Sunday, May 22, 2016

A Whiff of Memory

He was diagnosed with dementia several years ago. His high intelligence beforehand, supportive family and set routines allowed him to live alone in his house in the country until recently. He came into hospital with an infection and delirium and is now waiting for a long term care bed. His body is strong and he is accustomed to walking outdoors. The locked unit is confining and frustrating so I try to take him outside for a walk a couple of times a day. He picks up sticks on the lawns and checks the downspouts and drains of the outbuildings. We sit at the lookout over the river and watch the Turkey Vultures circling above. Like many people with dementia, he has lost his nouns, including the names of his children and his deceased wife. I talk about our surroundings and he responds politely with normal conversational cadence and tone but the words he strings together make no sense at all. 

As we walk along a ridge at the back of the property we come upon a sweet, strong smell. I ask him if he knows what it is. 

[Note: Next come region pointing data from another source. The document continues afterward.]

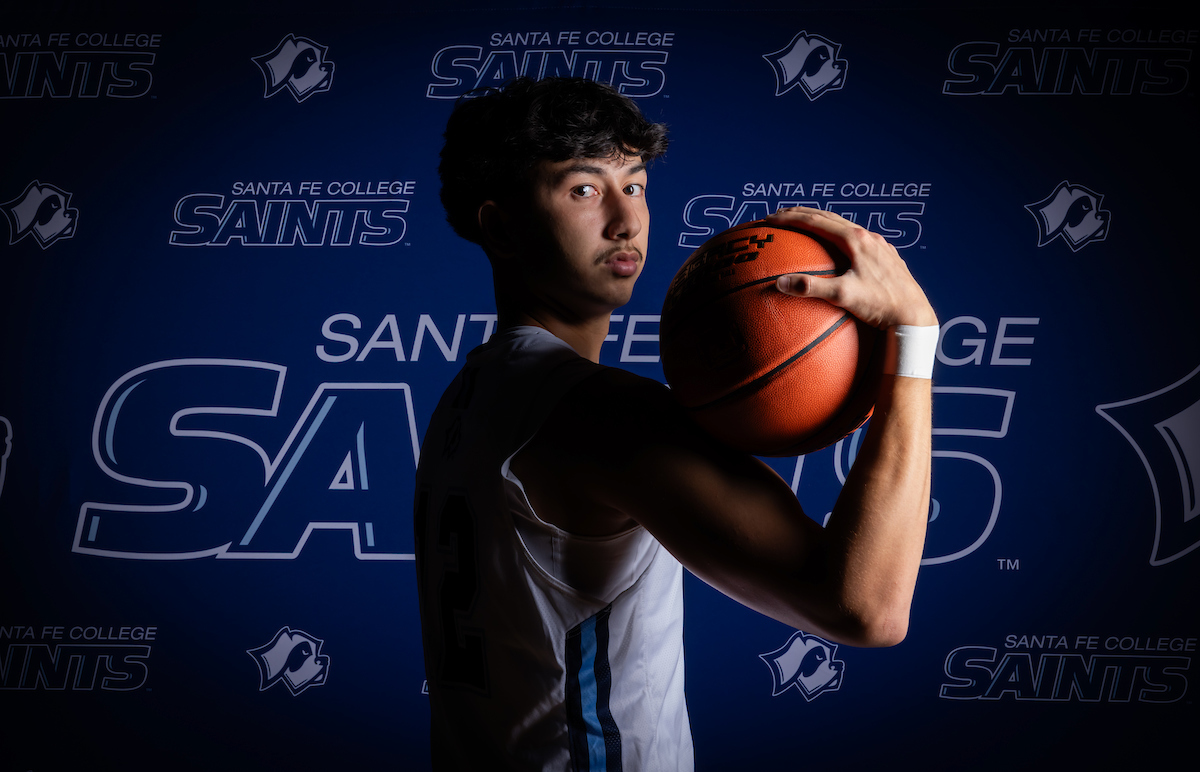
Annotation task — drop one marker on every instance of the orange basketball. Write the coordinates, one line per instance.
(766, 372)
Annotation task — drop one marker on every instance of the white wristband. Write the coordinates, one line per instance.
(910, 351)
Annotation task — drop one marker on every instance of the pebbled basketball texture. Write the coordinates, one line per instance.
(762, 371)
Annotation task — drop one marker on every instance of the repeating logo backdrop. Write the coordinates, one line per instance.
(231, 304)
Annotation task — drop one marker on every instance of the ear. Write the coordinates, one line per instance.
(496, 227)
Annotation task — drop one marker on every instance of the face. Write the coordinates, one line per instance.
(587, 234)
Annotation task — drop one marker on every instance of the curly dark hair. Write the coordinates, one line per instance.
(496, 137)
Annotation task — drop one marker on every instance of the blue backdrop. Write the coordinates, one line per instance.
(231, 303)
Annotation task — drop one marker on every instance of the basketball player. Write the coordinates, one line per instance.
(557, 498)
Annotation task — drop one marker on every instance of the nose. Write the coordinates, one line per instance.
(624, 217)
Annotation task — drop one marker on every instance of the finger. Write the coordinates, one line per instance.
(805, 286)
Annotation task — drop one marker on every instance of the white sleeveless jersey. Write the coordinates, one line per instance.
(543, 650)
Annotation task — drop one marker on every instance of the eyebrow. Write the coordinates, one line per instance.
(583, 167)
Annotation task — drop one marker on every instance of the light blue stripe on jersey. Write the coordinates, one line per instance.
(588, 694)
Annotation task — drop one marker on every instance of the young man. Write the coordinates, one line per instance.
(556, 498)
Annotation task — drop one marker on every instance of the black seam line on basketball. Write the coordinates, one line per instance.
(763, 379)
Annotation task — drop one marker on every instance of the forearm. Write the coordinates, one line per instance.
(874, 539)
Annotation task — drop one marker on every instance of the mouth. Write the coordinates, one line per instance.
(623, 262)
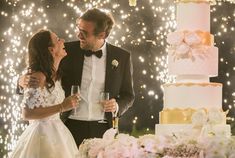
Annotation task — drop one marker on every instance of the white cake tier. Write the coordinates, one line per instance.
(195, 62)
(193, 95)
(175, 129)
(192, 78)
(193, 16)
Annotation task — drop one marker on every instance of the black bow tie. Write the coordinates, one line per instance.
(98, 53)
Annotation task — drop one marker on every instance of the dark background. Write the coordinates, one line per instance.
(142, 30)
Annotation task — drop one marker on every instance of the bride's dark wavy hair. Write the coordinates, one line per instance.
(40, 58)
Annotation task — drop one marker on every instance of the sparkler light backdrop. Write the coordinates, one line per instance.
(141, 29)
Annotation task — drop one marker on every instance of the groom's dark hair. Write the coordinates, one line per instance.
(103, 21)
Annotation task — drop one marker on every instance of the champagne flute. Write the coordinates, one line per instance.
(104, 96)
(74, 90)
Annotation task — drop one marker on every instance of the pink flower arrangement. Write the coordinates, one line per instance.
(152, 146)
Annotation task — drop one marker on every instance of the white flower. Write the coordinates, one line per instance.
(215, 116)
(149, 143)
(175, 38)
(132, 3)
(115, 63)
(182, 49)
(192, 38)
(110, 134)
(199, 118)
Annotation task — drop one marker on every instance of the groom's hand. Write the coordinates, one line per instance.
(110, 105)
(28, 80)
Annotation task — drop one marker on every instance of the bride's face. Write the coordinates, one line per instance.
(57, 50)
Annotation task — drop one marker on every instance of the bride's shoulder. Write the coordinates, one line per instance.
(41, 78)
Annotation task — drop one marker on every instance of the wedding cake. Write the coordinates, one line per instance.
(192, 104)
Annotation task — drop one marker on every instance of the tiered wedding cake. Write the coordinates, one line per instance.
(193, 103)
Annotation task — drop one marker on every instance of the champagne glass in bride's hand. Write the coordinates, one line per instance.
(75, 90)
(104, 96)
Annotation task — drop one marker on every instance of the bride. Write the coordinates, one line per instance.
(46, 136)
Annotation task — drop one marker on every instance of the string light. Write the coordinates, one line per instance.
(142, 28)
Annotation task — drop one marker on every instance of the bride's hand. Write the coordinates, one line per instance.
(70, 102)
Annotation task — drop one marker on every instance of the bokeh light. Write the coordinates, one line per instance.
(141, 29)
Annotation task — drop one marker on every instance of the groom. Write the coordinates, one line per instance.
(96, 66)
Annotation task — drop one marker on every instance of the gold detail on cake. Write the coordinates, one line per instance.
(194, 1)
(180, 116)
(193, 84)
(207, 38)
(176, 116)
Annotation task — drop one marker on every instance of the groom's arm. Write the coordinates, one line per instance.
(126, 95)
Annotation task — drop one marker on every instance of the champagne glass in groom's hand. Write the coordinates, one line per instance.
(75, 90)
(104, 96)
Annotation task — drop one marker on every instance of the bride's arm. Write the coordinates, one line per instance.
(33, 104)
(42, 112)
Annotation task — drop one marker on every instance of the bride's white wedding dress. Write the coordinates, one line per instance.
(47, 137)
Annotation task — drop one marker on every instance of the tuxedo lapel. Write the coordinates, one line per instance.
(108, 76)
(78, 68)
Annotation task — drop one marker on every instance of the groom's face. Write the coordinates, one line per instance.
(85, 34)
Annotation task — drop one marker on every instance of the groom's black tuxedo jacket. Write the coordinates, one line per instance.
(118, 80)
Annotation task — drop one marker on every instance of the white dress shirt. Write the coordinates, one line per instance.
(92, 84)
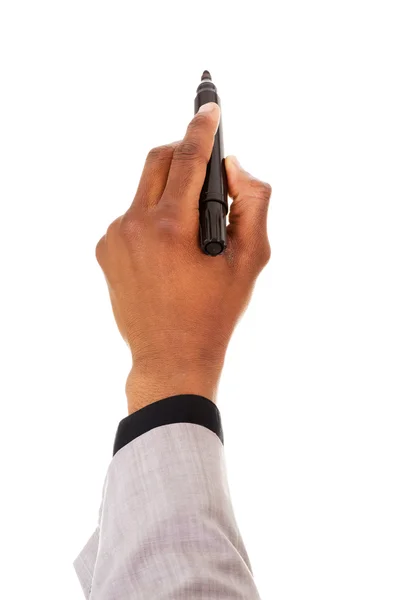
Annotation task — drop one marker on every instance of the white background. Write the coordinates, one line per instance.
(310, 392)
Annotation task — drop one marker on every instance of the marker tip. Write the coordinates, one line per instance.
(206, 75)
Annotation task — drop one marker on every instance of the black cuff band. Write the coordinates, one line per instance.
(185, 408)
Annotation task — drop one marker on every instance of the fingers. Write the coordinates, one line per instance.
(189, 162)
(248, 214)
(154, 176)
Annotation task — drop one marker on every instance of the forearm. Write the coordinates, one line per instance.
(149, 383)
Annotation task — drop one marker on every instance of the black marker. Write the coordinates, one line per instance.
(213, 202)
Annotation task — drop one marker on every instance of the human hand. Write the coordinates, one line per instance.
(176, 307)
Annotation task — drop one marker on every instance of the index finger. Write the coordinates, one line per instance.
(189, 162)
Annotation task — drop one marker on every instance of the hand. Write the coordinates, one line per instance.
(176, 307)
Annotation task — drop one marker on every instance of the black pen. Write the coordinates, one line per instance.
(213, 201)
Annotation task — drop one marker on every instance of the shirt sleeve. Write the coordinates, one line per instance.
(166, 526)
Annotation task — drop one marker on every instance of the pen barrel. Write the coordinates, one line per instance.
(213, 201)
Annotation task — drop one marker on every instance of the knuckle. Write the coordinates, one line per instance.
(168, 225)
(163, 152)
(130, 226)
(260, 189)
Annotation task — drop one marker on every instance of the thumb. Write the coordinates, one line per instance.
(248, 214)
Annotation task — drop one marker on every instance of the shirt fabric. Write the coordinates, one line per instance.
(166, 528)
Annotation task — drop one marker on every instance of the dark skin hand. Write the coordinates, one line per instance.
(176, 307)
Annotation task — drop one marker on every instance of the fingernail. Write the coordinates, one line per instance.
(236, 162)
(209, 107)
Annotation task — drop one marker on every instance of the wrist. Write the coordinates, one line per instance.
(152, 383)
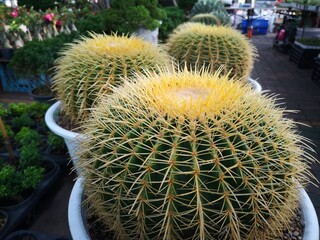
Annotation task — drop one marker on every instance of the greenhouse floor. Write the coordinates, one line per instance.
(273, 71)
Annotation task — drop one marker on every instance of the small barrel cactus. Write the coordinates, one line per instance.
(215, 18)
(196, 45)
(185, 155)
(88, 67)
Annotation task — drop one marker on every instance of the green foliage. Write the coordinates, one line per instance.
(29, 155)
(186, 5)
(27, 136)
(17, 109)
(32, 176)
(127, 16)
(39, 5)
(13, 181)
(3, 110)
(9, 132)
(37, 110)
(24, 120)
(55, 141)
(93, 23)
(37, 57)
(175, 16)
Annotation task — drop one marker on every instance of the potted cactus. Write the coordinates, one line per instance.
(189, 155)
(196, 45)
(88, 69)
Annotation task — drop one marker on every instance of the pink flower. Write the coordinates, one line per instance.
(15, 13)
(48, 17)
(58, 23)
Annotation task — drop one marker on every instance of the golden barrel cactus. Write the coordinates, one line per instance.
(89, 67)
(183, 155)
(196, 45)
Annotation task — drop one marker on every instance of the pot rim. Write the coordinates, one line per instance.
(78, 229)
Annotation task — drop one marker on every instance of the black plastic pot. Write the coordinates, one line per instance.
(19, 212)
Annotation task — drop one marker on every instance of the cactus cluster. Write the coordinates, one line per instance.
(216, 18)
(188, 155)
(89, 67)
(196, 45)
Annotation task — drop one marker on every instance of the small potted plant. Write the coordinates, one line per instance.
(34, 62)
(189, 155)
(142, 18)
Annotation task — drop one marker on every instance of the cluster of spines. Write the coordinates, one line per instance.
(196, 46)
(89, 67)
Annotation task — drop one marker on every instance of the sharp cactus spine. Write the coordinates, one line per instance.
(192, 156)
(90, 66)
(196, 45)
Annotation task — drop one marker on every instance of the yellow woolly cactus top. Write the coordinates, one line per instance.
(112, 44)
(89, 67)
(192, 95)
(186, 94)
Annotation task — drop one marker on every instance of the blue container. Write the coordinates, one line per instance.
(260, 26)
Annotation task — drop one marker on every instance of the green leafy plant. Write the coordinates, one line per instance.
(17, 109)
(89, 68)
(13, 181)
(32, 176)
(27, 136)
(36, 58)
(37, 110)
(29, 155)
(198, 46)
(132, 14)
(189, 155)
(56, 142)
(24, 120)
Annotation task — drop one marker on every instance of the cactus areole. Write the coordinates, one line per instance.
(183, 155)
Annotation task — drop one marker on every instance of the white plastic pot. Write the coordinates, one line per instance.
(71, 138)
(78, 224)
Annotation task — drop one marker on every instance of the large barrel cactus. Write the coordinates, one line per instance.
(185, 155)
(196, 45)
(89, 67)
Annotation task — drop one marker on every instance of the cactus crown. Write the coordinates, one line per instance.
(89, 67)
(196, 45)
(182, 155)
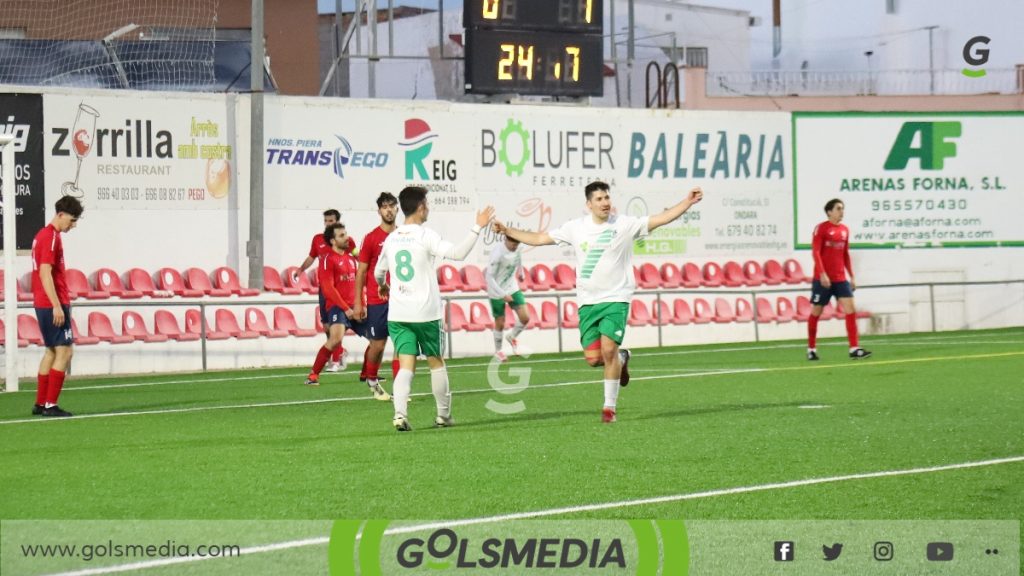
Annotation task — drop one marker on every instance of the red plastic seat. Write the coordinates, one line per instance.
(256, 322)
(140, 281)
(295, 279)
(272, 283)
(100, 327)
(449, 279)
(165, 324)
(564, 277)
(133, 325)
(109, 281)
(170, 280)
(226, 279)
(691, 276)
(225, 322)
(702, 313)
(197, 279)
(732, 276)
(723, 312)
(78, 286)
(285, 320)
(672, 277)
(479, 313)
(194, 325)
(543, 278)
(473, 280)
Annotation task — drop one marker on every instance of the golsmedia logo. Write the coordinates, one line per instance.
(583, 546)
(975, 55)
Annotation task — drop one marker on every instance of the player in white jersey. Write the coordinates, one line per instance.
(415, 300)
(603, 246)
(504, 288)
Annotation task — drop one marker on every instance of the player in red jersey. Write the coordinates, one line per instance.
(52, 303)
(316, 248)
(375, 313)
(830, 247)
(337, 279)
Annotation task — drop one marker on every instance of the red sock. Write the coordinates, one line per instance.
(321, 361)
(54, 385)
(812, 331)
(41, 387)
(851, 329)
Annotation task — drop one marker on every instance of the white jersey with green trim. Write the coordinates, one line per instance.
(604, 256)
(502, 270)
(411, 254)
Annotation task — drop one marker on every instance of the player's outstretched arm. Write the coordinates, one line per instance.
(658, 220)
(528, 238)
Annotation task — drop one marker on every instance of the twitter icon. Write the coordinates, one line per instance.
(832, 552)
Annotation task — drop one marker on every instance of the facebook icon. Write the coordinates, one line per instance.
(783, 551)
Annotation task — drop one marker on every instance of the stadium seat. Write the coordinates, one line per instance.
(765, 312)
(691, 276)
(712, 276)
(109, 281)
(732, 275)
(564, 277)
(226, 279)
(479, 313)
(672, 277)
(197, 279)
(100, 327)
(638, 314)
(272, 283)
(744, 312)
(542, 277)
(472, 279)
(449, 279)
(723, 312)
(754, 274)
(702, 313)
(194, 325)
(78, 286)
(285, 320)
(296, 279)
(226, 322)
(570, 315)
(170, 280)
(165, 324)
(774, 273)
(140, 281)
(256, 322)
(28, 330)
(649, 276)
(133, 325)
(795, 273)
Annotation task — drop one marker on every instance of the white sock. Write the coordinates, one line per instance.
(402, 387)
(610, 393)
(438, 381)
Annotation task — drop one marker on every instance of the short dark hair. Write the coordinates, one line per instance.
(330, 231)
(594, 187)
(70, 205)
(411, 197)
(386, 198)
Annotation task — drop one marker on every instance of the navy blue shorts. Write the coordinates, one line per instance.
(821, 295)
(54, 335)
(376, 322)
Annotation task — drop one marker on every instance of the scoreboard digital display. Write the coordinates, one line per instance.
(535, 47)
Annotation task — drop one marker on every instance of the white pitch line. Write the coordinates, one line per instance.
(564, 510)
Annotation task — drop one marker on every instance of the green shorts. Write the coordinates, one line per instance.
(607, 319)
(414, 338)
(498, 304)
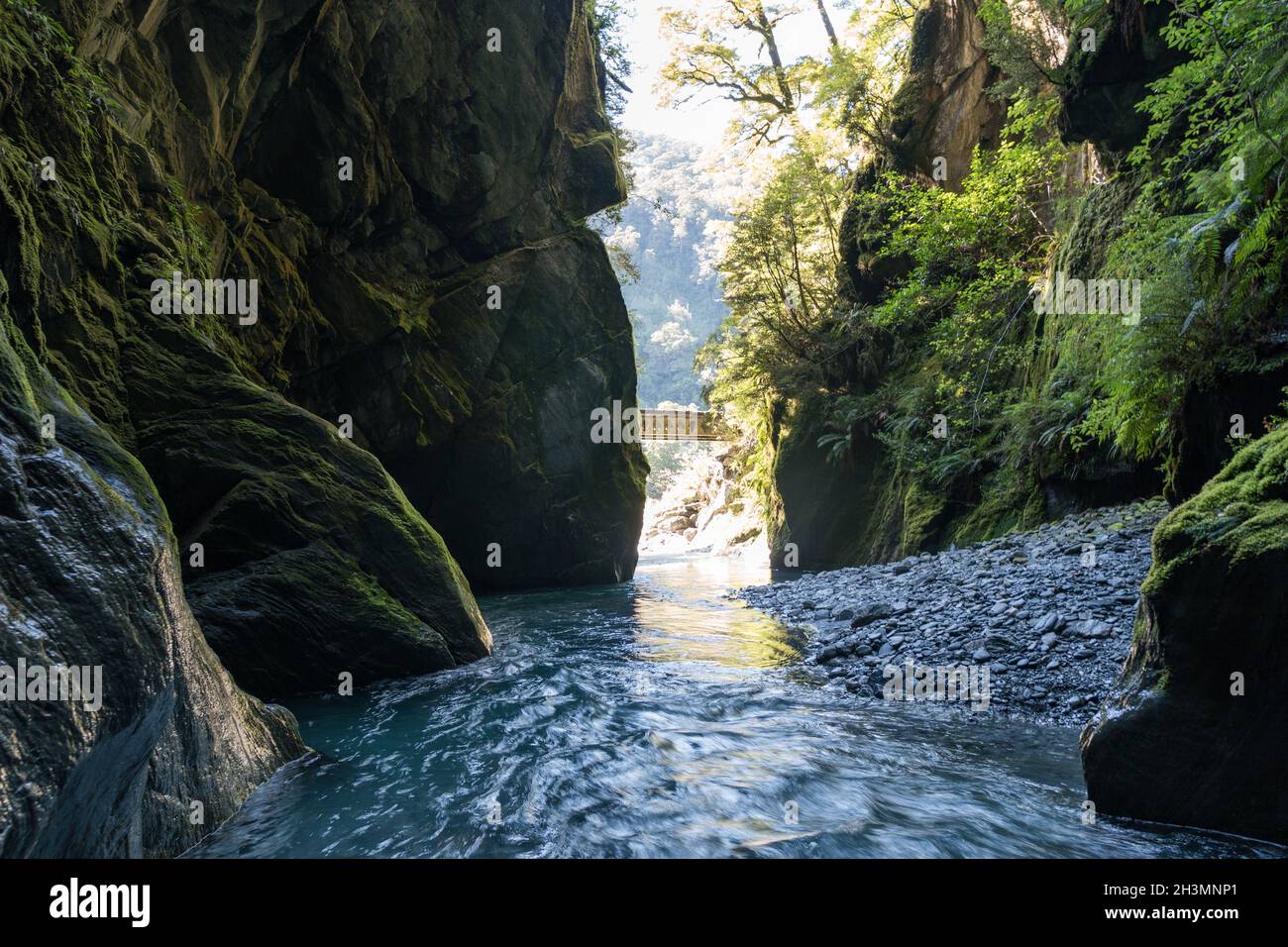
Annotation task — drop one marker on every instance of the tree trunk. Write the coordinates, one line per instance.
(767, 33)
(827, 25)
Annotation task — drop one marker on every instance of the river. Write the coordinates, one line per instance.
(656, 719)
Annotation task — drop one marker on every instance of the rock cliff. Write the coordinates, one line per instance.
(1194, 729)
(399, 188)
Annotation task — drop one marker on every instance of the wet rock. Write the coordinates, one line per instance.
(1193, 729)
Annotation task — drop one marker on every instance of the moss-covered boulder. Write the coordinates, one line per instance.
(1196, 729)
(312, 560)
(89, 578)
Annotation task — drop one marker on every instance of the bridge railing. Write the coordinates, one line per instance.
(661, 424)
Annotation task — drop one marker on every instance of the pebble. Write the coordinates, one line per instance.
(1026, 598)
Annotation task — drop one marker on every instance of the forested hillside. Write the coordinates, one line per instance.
(1018, 258)
(664, 243)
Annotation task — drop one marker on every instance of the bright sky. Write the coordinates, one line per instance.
(702, 123)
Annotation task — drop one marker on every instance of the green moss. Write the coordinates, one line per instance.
(1240, 514)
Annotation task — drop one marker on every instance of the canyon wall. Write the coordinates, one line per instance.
(310, 486)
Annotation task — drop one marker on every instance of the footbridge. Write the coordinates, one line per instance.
(682, 424)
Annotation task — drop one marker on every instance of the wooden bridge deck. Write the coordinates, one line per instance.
(682, 425)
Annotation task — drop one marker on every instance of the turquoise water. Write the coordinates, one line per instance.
(660, 718)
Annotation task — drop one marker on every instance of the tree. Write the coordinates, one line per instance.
(704, 40)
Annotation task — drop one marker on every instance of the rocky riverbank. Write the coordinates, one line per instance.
(703, 510)
(1048, 613)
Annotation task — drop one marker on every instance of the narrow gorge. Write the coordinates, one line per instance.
(305, 313)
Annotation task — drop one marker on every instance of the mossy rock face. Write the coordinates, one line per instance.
(89, 578)
(825, 509)
(1103, 86)
(314, 562)
(1194, 731)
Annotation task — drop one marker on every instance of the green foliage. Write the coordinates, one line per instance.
(660, 247)
(1211, 253)
(778, 275)
(962, 309)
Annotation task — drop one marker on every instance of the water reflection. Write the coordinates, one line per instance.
(699, 624)
(661, 719)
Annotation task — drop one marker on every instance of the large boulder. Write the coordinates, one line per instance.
(1194, 731)
(89, 578)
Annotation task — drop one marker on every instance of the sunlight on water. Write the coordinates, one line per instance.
(698, 624)
(658, 718)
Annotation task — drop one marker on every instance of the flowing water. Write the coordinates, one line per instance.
(658, 718)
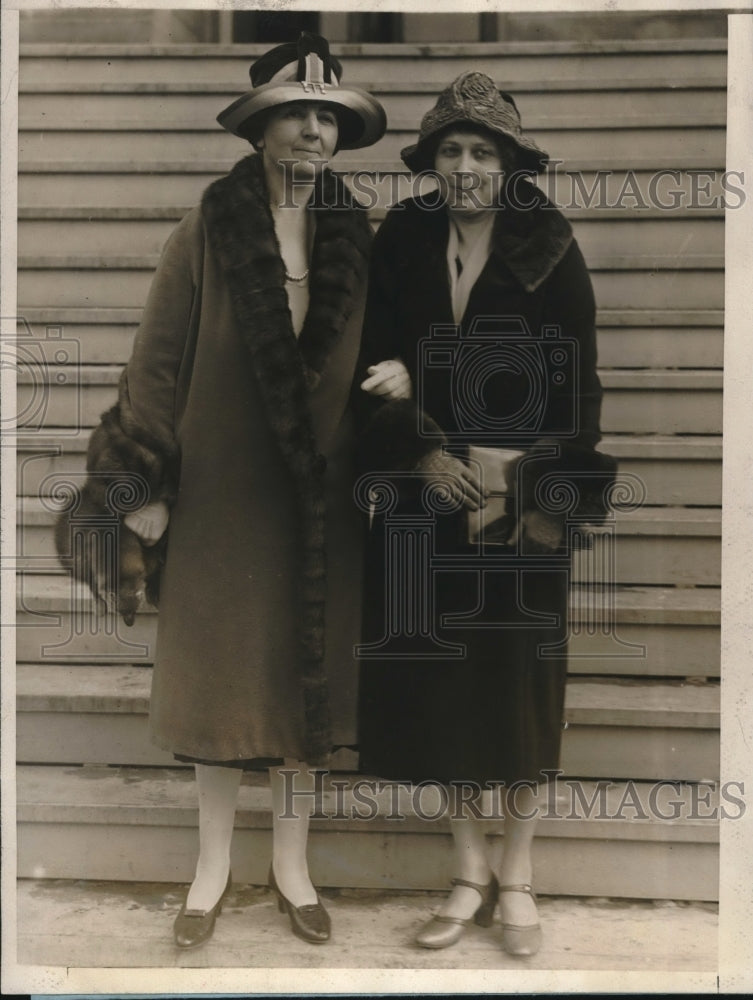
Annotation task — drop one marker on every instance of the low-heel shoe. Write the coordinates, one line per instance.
(194, 927)
(441, 931)
(310, 923)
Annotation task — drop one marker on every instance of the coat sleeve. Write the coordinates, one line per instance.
(389, 431)
(570, 459)
(148, 389)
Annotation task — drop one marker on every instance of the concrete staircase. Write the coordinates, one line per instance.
(116, 143)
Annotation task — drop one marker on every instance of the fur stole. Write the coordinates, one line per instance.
(126, 468)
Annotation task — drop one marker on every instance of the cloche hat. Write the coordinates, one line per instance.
(305, 71)
(473, 99)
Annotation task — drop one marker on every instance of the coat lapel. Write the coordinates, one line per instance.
(241, 233)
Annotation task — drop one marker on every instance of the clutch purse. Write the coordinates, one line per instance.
(492, 524)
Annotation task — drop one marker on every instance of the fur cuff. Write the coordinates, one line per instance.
(126, 469)
(565, 480)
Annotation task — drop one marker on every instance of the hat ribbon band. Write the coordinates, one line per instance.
(314, 74)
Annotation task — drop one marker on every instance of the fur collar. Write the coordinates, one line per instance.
(241, 233)
(530, 241)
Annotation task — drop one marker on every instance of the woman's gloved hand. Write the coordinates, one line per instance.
(389, 379)
(149, 522)
(462, 482)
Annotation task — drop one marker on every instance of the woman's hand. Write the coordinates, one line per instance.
(462, 482)
(389, 379)
(149, 522)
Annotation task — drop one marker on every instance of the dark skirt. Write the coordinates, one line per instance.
(492, 714)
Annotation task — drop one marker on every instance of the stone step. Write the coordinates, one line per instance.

“Lily-of-the-valley,” he responds without hesitation.

I pick one stalk of fragrant white bells and put it in his buttonhole as we walk back to the locked unit.


  1. Oh, Ruth. This is so touching.
    Dementia is such an awful disease. What a gift you give this man by helping him retain a small piece of what matters to him.

  2. Wow. Wow. I should see how my mom responds to smell. She has always loved, loved roses...

  3. Dementia is such a terrible thing.It hurts to watch a loved one have no recognition of family.

  4. Achingly beautiful, Ruth. Wow.

  5. Smell certain,y works for him. I am losing my nouns too, it seems.